Four rules keep a custom agent aligned with Kaddo:

  1. Include all nine sections above (title + the ## headings).
  2. Reference .kaddo/context-pack.md as the primary input — Kaddo never calls an LLM, so the human pastes the prompt into their own chat.
  3. Match the output path in Where to Save the Result to the related template’s outputPath, preserving the agent ↔ template traceability.
  4. Keep it a prompt, not code: declarative, versionable, no execution.

Workflow

Terminal window
kaddo scan # deterministic technical signals
kaddo context # → .kaddo/context-pack.md
kaddo add agents # → architecture/agents/*.md

Then, in your LLM chat:

  1. Paste .kaddo/context-pack.md.
  2. Paste the agent prompt for your task.
  3. Save the output where the agent specifies.
  • new → roadmap-agent → architecture-agent
  • pre-ai → capability-agent → architecture-agent → roadmap-agent
  • legacy → legacy-agent → architecture-agent → capability-agent → roadmap-agent

The roadmap agent output

The roadmap-agent is the bridge between understanding and execution. Used in your LLM chat, it produces a structured architecture/roadmap.md designed to be both readable today and machine-processable later:

context pack → roadmap agent → architecture/roadmap.md → (future) kaddo create --from roadmap

Each initiative (RM-001, RM-002, …) includes a goal, related capabilities, project area, impact, risk, a suggested Knowledge Level (K1–K4), dependencies, why it comes now, and candidate work items with type, suggested knowledge level, expected value and notes. The roadmap also lists assumptions, a suggested execution order, a “Not Now” list, and the next recommended work item.

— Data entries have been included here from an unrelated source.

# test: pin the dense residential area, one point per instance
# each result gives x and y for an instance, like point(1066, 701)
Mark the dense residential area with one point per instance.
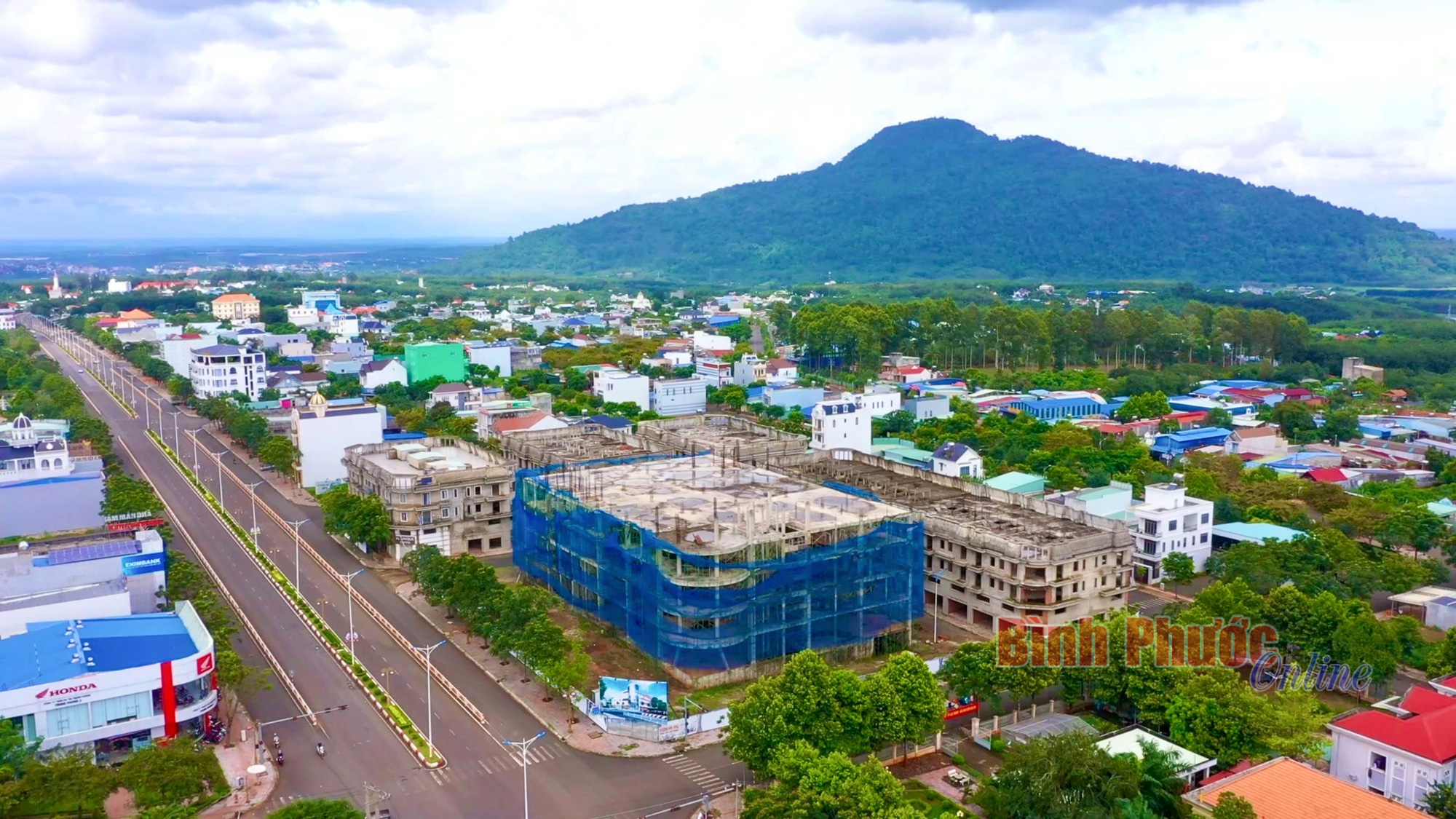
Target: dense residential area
point(823, 503)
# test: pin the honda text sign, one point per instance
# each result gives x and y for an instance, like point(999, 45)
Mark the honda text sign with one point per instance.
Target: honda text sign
point(143, 563)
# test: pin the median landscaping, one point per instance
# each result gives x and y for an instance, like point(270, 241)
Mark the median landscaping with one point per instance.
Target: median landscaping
point(382, 701)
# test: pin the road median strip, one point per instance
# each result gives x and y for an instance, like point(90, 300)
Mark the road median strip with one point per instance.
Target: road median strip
point(384, 704)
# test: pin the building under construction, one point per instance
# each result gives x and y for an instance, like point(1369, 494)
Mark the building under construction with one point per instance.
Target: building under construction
point(732, 436)
point(991, 554)
point(719, 566)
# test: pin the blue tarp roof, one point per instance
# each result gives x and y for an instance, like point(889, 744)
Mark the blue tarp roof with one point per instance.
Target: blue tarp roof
point(44, 653)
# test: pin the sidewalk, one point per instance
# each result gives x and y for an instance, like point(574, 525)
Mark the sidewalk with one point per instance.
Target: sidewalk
point(509, 673)
point(237, 756)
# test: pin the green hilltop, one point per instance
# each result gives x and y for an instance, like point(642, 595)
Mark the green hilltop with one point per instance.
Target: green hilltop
point(943, 199)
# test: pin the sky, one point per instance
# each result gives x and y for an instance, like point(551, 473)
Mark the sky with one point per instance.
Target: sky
point(372, 119)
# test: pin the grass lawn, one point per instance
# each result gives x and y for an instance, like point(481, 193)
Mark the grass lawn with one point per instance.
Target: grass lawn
point(930, 802)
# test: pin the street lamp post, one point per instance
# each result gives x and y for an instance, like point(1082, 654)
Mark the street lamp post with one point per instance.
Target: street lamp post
point(253, 494)
point(525, 745)
point(349, 582)
point(430, 711)
point(296, 563)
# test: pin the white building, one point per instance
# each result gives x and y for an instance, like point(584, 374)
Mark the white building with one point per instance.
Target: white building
point(375, 375)
point(957, 461)
point(177, 350)
point(323, 433)
point(82, 577)
point(487, 355)
point(714, 372)
point(841, 424)
point(879, 401)
point(223, 369)
point(1400, 749)
point(103, 684)
point(751, 369)
point(617, 387)
point(1168, 521)
point(679, 397)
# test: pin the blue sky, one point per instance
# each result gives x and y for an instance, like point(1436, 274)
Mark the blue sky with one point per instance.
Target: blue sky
point(355, 119)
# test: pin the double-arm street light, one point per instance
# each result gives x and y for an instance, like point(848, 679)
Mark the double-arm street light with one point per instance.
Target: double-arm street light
point(525, 745)
point(349, 583)
point(298, 564)
point(430, 710)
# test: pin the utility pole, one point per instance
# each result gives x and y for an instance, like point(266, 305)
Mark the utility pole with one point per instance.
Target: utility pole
point(430, 710)
point(296, 563)
point(525, 745)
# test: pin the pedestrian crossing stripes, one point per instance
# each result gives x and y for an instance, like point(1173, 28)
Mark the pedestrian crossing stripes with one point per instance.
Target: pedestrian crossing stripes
point(701, 777)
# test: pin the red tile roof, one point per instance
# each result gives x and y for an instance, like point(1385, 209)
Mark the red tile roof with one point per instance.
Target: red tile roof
point(1431, 732)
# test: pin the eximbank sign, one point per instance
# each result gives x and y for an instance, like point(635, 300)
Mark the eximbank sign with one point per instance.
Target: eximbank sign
point(145, 563)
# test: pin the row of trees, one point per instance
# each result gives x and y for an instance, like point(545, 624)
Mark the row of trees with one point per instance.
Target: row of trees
point(512, 620)
point(363, 519)
point(956, 336)
point(251, 429)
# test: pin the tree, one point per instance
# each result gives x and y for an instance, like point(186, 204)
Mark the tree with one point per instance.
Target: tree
point(320, 809)
point(177, 772)
point(809, 783)
point(1145, 405)
point(905, 703)
point(1234, 806)
point(280, 454)
point(809, 701)
point(1061, 777)
point(570, 670)
point(238, 679)
point(1180, 569)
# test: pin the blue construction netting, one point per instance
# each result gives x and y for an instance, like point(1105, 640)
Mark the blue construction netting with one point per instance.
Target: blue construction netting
point(719, 615)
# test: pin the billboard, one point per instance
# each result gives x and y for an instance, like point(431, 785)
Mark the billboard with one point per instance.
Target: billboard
point(143, 564)
point(637, 700)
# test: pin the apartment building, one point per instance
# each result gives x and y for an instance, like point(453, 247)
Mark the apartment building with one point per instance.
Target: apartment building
point(223, 369)
point(237, 306)
point(1168, 521)
point(439, 491)
point(992, 554)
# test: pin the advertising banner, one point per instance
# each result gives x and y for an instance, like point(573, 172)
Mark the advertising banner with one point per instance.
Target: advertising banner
point(143, 564)
point(637, 700)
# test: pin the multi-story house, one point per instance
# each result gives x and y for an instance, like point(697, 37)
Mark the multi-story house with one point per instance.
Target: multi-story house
point(1400, 749)
point(1168, 521)
point(839, 423)
point(679, 397)
point(237, 306)
point(439, 491)
point(223, 369)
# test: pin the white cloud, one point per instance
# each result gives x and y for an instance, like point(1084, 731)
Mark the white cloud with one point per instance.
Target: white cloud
point(449, 117)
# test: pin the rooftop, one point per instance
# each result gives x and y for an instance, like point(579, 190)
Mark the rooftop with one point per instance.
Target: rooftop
point(1285, 788)
point(55, 652)
point(716, 506)
point(1426, 724)
point(1017, 525)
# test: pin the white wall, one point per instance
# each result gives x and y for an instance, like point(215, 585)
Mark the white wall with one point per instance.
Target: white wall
point(321, 442)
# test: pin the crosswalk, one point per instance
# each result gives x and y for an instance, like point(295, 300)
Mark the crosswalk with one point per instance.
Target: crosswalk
point(703, 777)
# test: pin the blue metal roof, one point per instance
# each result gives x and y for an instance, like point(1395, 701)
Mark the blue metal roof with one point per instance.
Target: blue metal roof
point(55, 652)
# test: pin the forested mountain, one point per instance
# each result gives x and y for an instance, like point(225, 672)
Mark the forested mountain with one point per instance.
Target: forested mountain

Initiatives and work items are candidates for human review — not final commitments. The roadmap is generated in your LLM chat, never by the CLI, and priorities adapt to the project state (new / pre-ai / legacy). A future kaddo create --from roadmap will be able to read these candidates — but it is not implemented yet.

CLI vs LLM

  • Kaddo CLI prepares, detects, structures and stores: init, scan, context, add agents, create, guard.
  • Your LLM + agents interpret, understand and propose: capabilities, architecture, roadmap, risks.